Additionally, certain exchanges provide on-leverage trading, which is the ability to open positions, larger than the size of the available capital. While taking leveraged (or on margin) positions can generate more significant profits, investors should be aware that they will be exposed to significant losses at the same time.
Beginners should be advised to open a demo account initially and to risk their real money only after they have gained confidence in the platform’s functionalities.
Choosing the right exchange
Potential investors should first decide which cryptocurrency they want to trade. Bitcoin, as the leading digital currency, has the highest liquidity of all digital assets and can be traded on a 24-hour basis. Finding the right exchange is one of the most important parameters; an investor should always make sure that the selected exchange will have high liquidity of the chosen asset. Moreover, the exchange’s daily volume of transactions should be researched extensively.
An intraday trader may execute multiple orders on the trading platform. For this reason, it is very important to understand the fees’ breakdown of an exchange thoroughly. Deposit/withdrawal fees, as well as trade and exchange fees, should be taken into consideration and have an impact on your decision.
As the majority of cryptocurrency exchanges are unregulated, making an educated decision will mitigate risks like the inability to handle trades during congestion times.
The regulatory framework around cryptocurrencies changes on a daily basis, as new rules are being implemented across different nations. It is highly essential to research about the legal matters in your country of residence, to ensure that the selected exchange is compliant regulations.
The trading platform
Similar to Forex trading or other commodities, traders will gain access to a trading platform.
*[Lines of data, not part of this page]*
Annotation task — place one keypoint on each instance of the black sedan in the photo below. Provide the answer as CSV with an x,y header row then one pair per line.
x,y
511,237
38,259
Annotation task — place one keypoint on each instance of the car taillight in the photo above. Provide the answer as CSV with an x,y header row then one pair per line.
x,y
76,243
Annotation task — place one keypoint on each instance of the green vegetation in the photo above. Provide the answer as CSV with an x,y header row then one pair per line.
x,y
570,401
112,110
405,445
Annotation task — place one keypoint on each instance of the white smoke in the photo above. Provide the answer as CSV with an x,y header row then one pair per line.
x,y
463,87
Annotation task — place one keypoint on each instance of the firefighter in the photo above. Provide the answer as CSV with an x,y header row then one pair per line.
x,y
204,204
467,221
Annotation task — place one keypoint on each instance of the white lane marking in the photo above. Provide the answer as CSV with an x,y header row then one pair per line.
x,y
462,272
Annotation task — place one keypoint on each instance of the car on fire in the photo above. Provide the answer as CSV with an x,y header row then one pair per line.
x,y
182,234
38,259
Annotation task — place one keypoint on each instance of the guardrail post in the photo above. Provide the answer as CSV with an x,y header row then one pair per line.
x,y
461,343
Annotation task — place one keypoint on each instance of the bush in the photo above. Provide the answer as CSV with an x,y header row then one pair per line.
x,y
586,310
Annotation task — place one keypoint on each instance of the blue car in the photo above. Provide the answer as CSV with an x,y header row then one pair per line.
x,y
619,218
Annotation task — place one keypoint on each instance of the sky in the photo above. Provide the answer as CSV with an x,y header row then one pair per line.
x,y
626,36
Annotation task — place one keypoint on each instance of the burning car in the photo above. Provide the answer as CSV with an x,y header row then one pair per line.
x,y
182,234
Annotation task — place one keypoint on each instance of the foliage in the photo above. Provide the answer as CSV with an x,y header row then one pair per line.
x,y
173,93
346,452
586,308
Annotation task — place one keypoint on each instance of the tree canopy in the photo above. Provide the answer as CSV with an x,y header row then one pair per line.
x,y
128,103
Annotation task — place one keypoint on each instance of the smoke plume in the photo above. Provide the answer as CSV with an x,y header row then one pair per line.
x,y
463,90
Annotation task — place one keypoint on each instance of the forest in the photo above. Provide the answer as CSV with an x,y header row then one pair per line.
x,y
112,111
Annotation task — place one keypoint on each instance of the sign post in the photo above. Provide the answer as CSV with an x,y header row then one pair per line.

On the platform, they will be able to monitor real-time price movements of Bitcoin across different time intervals, in the form of charts or the traditional candlesticks.
Traders are offered with many tools to help them adapt their strategies, and open, buy or sell positions accordingly. They can set a market order when the desired price is reached, or to apply for advanced orders like “Stop-Loss” and “Take-Profit.” Their sentiment and fear often drag inexpert and undisciplined traders. This results in closing profitable orders rashly, while at the same time, keeping losing-orders open, waiting for the market to go in their favor. “Stop-Loss” and “Take- Profit” orders are used as an additional tool to protect investors and should be set at the points that the analysis outlines.
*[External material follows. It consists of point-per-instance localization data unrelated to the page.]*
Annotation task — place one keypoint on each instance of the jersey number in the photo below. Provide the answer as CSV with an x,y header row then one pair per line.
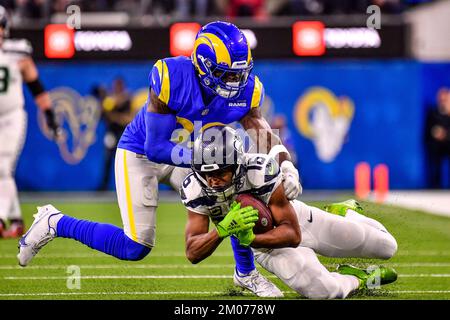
x,y
4,79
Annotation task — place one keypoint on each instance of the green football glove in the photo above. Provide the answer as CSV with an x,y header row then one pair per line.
x,y
237,219
246,237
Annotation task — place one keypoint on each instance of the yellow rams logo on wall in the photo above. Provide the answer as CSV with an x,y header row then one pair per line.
x,y
324,119
78,117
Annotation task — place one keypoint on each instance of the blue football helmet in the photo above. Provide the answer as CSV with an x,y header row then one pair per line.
x,y
222,58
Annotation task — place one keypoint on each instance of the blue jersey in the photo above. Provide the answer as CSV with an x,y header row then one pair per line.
x,y
176,83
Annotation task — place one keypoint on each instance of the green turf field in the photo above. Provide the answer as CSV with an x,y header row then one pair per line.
x,y
422,261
To that extent, almost every platform provides traders with a range of indicators, that can be used for their analysis. Moving averages, Bollinger bands, Fibonacci lines, and Oscillators, are available to the traders.
Exchanges, as well as third-party companies, offer the ability to automate your strategy using trading bots. Using preset parameters, traders can save essential time and avoid slippage, while being able to trade across multiple markets. However, trading bots involve complexity, so they are mostly applicable to experienced traders.
The technical analysis
Technical analysts say that history repeats itself, hence by applying a combination of indicators and fundamentals, can identify certain patterns on the chart. While these formations are not a panacea for the movement of the index, frequently are able to show new trends and support/resistance levels.
Investors are able to bet on Bitcoin’s price movement, without the need to actually hold the asset, to understand its complexity or the risk of being hacked. However, cryptocurrencies are even more volatile, as important news is broadcasted; therefore it would be useful that a trader understands the Blockchain technology and the impact an update can have on Bitcoin’s price. While there is no standard, in general, positive news tend to appreciate prices, while they plummet on negative ones.